1. Dangling-else mis-bind in nested if

-- intended:  outer if/else, with shorthand-if as a single statement
-- inside the outer if's consequence.
if is_noisy then
  if (is_goose()) honk()
else
  toot()
end

The grammar's shorthand if rule uses prec.right on its optional else clause, so it greedily eats any else it can see — matching the classic "associate else with nearest if" convention from C / Java. That's wrong for PICO-8, where the line break after honk() should have closed the shorthand. The bound-too-tight parse:

  • else is parsed as the shorthand's alternative, not the outer if's.
  • The outer if_statement ends up with no else_statement child.
  • The trailing end still resolves to the outer if_statement, so the source still parses cleanly ( no ERROR node ).

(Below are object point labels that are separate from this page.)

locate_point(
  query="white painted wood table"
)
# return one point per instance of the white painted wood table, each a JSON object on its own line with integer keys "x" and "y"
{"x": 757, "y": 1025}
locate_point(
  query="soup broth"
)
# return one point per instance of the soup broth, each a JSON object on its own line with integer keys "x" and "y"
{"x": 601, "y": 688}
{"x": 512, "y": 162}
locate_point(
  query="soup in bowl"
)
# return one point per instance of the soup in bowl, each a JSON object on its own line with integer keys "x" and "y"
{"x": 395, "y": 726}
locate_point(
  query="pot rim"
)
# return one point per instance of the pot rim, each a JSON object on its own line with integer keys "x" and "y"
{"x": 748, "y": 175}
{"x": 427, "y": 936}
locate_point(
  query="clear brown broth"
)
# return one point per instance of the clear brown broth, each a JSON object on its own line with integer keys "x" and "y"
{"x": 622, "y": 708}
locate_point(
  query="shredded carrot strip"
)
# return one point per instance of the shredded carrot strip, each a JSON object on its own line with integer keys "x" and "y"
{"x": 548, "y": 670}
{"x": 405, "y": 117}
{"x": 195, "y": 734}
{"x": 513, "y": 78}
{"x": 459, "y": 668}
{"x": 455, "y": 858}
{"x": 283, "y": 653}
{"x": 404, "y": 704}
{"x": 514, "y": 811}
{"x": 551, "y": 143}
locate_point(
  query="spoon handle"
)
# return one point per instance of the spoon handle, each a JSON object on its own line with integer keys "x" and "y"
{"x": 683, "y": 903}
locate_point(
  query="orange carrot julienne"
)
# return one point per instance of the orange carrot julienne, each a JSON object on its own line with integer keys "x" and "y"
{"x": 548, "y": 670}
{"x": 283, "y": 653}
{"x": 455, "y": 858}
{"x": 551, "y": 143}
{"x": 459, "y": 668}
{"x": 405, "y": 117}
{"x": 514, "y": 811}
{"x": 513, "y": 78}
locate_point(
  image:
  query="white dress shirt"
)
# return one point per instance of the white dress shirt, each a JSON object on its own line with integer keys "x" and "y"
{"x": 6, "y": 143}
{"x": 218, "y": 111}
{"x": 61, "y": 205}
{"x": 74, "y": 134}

Indistinguishable case — both parses are correct here, because the else really is on the same line as the shorthand:

if is_noisy then
  if (is_goose()) honk() else toot()
end

2. Multi-statement shorthand body

-- both statements are conditional in PICO-8.
if (is_falling()) wheeee() splat()

The grammar's shorthand_if_statement rule takes exactly one consequence statement, so this parses as:

  • shorthand_if_statement with consequence wheeee()
  • followed by an unconditional splat() statement

A line-aware grammar would gather every statement up to end-of-line into the shorthand body. Visually:

-- this and the previous example produce the SAME parse tree under
-- the current grammar, which is wrong for the previous example.
if (is_falling()) wheeee()
splat()

What does this break?

The parse is structurally wrong but token classification stays correct, because every keyword and identifier is still itself regardless of which parent node owns it. So:

Feature Affected? Notes
highlights.scm ( syntax highlighting ) No else is @keyword.conditional whether it's a child of shorthand_if_statement or else_statement.
outline.scm ( file outline ) No Doesn't traverse if-bodies.
Bracket matching No Independent of if/else structure.
Injections No Independent.
indents.scm ( auto-indent ) Subtly A mis-bound else is inside a shorthand_if_statement, which is not an @indent node; so the next line may land at the wrong indent column.
Semantic selection ( "expand selection" ) Subtly Cursor on toot() expands to shorthand_if_statement instead of else_statement → outer if_statement.
folds.scm / textobjects.scm Potentially Not currently shipped; would inherit the structural bug if we add them.
Static analysis / LSP-style features Yes Anything that walks the AST to reason about reachability or scope ( e.g. "unreachable code", goto-definition through a conditional branch ) will mis-report. None of this is shipped today.

For v0.2's stated scope ( syntax highlighting + a basic outline ), the visible symptom is "auto-indent occasionally off by one column inside a nested-if-with-out-of-line-else", which only bites a relatively uncommon code pattern. Deferred until v0.3 LSP work, which needs a correct AST.

Fixing it later

The canonical approach is an external scanner. Sketch:

  1. Add an external symbol like _logical_line_end that emits at every \n not preceded by line-continuation context.
  2. Make shorthand_if_statement take the form seq('if', '(', expr, ')', stmt, optional(seq(\ /* not _logical_line_end yet */ 'else', stmt)), $._logical_line_end).
  3. Allow shorthand_if_statement consequence to be repeat1(stmt) so a one-line if (x) a() b() puts both calls in the shorthand body.

The scanner needs to be written in C, registered via the externals field, and built into src/scanner.c. tree-sitter-python's scanner is a good reference for the pattern.